なのに、俺はすでに待ち合わせ場所に到着していた。もちろん、栞はまだ来ていない。
自分でも、わかってる。
家を出るのが早すぎたんだって。
でも、仕方ないよなぁ。
「……はぁ」
小さく、ため息がもれた。
今日は、栞とデート。
楽しみで、昨夜はあまり眠れなかった。

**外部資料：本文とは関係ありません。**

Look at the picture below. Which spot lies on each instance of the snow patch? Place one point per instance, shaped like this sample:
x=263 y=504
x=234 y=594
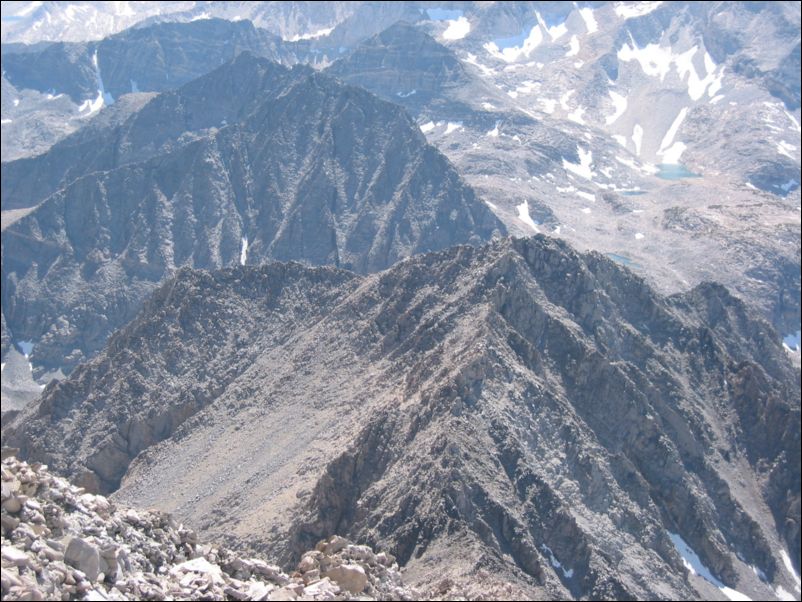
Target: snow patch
x=320 y=33
x=654 y=59
x=573 y=46
x=457 y=30
x=669 y=150
x=637 y=138
x=646 y=168
x=243 y=254
x=620 y=104
x=696 y=85
x=582 y=169
x=786 y=149
x=629 y=10
x=694 y=566
x=567 y=573
x=523 y=215
x=564 y=100
x=792 y=343
x=452 y=127
x=791 y=117
x=555 y=32
x=576 y=115
x=472 y=60
x=589 y=19
x=789 y=566
x=103 y=97
x=547 y=105
x=26 y=347
x=512 y=54
x=443 y=14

それでも早い時間に目が覚めて、ソワソワと落ち着かなくて、家を飛び出してきてしまった。
少しでも早く、栞に会いたくて。
……こんなに早く来ても、会えるはずないのに。
俺は思わず、空を見上げた。
まだ午前中だというのに、夏の日差しが容赦なく照り付けてくる。
暑い。ものすごく暑い。
汗がつぅっと頬を流れ落ちた、その瞬間──
俺の視界が、ふっと暗転した。同時に、今一番聞きたかった声が耳元で弾む。
「っ?!」
「んふふっ、だーれだっ?」
「うーん……誰かな?」
俺はあえて、答えをはぐらかした。
このじゃれ合いを、少しでも引き延ばしたくて。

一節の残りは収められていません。